Tonight we make space for God. We tell those stories of God with us. We remember them in ways that make those stories part of our own flesh and blood and bone. We teach those stories to our children, help our children allow the stories to inhabit themselves, so the stories of who we are and who God is can live on in their bones, as well. We make space for God as we give the good gifts we have to share – our worship and our joy, our care for one another, our hospitality.

It seems to me that this dark night is a good time to remember God making space for us. This is a good time for God to inhabit and illumine us, right now. The world as it is, is not the world as it should be. So much is fearful and divided and despairing. If we think too long about Liberia and Sierra Leone, and Ferguson and Staten Island, and Peshawr and New York, if we think too long about the devastations in and frustrations our own individual lives, it’s too easy to hold God at arms’ length. It’s too easy to choose guardedness and isolation and self-protection and even cynicism, over trust, over hope, over light and love.

Because love makes us vulnerable. And because love makes God vulnerable, too.[3]

After all, the stories we live might just break our hearts. The hospitality we extend could bring pain with it too. The gifts we give might well be lost.

And Mary could have said no to that angel. Joseph could have refused her and cast her out, shunned and humiliated her, when he realized she was pregnant. The innkeeper might not have offered even that barn, or that cave, whatever it was, meager a space as it was for a poor pregnant couple to spend the night. The shepherds might have chosen to remain out in that field in their fear, instead of adding their voices to the chorus of God’s glory.

But instead, at least in that moment, in their various ways, they all said yes.

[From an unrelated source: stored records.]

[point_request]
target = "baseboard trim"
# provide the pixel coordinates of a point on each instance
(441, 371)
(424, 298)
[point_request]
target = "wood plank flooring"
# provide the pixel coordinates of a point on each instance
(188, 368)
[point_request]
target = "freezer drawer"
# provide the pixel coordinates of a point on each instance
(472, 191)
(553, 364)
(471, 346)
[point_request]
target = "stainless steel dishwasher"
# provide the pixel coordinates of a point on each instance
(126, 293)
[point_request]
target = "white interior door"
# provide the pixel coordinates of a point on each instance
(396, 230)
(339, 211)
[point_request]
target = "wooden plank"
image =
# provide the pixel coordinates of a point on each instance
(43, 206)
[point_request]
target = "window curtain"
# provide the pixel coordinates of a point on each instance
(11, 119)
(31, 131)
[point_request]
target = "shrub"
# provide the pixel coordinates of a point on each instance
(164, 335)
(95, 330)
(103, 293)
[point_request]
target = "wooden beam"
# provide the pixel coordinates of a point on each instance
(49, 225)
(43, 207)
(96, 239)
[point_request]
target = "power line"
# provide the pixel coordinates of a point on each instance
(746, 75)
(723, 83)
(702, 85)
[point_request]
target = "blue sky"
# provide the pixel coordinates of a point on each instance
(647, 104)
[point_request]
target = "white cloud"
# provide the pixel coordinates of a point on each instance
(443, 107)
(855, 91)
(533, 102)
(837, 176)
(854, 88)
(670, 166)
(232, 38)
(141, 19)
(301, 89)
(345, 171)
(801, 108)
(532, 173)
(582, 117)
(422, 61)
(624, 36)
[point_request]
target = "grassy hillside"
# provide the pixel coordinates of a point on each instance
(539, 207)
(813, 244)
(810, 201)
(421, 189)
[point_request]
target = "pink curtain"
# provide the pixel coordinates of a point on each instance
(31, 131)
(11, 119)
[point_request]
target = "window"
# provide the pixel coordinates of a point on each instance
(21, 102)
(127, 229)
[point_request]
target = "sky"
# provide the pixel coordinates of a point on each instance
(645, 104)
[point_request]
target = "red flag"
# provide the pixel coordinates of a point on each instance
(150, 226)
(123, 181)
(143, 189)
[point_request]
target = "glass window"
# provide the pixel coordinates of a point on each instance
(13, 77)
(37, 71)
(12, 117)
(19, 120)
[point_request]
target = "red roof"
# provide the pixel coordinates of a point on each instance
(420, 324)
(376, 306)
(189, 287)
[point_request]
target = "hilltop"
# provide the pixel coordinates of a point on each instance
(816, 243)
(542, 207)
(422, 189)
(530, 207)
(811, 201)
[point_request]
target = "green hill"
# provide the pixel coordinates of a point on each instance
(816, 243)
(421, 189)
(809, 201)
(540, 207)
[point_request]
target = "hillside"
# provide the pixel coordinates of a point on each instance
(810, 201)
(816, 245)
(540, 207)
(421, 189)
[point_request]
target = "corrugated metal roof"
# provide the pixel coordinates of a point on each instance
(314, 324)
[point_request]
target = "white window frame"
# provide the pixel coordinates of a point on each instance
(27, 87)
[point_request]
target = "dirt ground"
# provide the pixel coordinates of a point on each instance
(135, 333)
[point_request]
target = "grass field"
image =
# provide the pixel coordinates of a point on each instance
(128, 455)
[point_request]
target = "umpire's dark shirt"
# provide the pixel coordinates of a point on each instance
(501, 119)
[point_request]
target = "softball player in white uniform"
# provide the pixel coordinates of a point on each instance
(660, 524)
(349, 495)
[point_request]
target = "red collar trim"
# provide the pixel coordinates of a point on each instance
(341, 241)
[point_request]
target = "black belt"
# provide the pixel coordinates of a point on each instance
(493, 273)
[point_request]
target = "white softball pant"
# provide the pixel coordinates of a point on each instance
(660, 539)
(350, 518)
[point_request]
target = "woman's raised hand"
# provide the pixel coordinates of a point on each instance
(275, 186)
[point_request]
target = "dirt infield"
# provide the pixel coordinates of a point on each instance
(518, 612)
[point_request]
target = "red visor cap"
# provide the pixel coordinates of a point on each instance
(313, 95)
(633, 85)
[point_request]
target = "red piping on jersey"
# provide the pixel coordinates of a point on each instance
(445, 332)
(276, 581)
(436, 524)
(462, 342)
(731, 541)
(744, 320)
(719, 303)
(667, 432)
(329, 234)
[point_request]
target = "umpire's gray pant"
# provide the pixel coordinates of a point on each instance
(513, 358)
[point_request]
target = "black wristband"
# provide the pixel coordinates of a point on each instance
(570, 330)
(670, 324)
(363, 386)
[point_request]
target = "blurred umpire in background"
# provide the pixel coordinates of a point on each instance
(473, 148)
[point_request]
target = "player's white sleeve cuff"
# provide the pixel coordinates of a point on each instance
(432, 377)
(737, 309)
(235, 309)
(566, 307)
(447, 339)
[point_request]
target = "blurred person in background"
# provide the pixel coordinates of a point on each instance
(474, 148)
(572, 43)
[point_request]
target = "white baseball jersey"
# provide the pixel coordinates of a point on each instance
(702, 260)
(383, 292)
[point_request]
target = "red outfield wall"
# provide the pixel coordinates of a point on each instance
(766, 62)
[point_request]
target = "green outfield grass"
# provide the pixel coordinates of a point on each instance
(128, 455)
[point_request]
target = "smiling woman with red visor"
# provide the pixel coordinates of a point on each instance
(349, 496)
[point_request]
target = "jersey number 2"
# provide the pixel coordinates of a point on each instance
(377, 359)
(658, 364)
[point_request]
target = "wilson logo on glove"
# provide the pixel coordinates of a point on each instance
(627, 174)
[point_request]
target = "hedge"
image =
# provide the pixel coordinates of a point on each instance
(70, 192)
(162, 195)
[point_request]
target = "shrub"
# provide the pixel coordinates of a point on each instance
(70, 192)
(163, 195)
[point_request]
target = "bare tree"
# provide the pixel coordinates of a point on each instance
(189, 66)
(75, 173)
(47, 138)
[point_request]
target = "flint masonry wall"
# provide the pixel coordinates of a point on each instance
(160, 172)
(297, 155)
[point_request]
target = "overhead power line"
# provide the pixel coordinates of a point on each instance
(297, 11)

And as they said yes, they went all in. And earth met heaven and heaven met earth, together with angels and archangels and all that blessed company. They made space for God who makes space for us.

And so, friends, on this holy night, I say to you what the authors of these texts say to us all, to everybody, everybody, everybody: Do not be afraid. Because a light shines in the darkness. Do not be afraid. Because a child has been born for us. Do not be afraid. Because the word has become flesh, and dwells among us, full of grace and truth. Do not be afraid. Because God creates space enough for us all.

And so make space of your own, this night, for God. Let Christ inhabit you, as you remember these stories of who we are. Let Christ inhabit you, as you give the good gifts you have to share. Make space for love and light to inhabit you, and grace upon grace. Make space for God, who will still and always make space for you.

 

[1] Molly Marshall. “Theological Perspective,” Feasting on the Word, Year A, Volume 2. Louisville: Westminster John Knox, 2010. 468.

[2] Barbara Brown Taylor. Gospel Medicine. Boston: Cowley Publications, 1995. 157.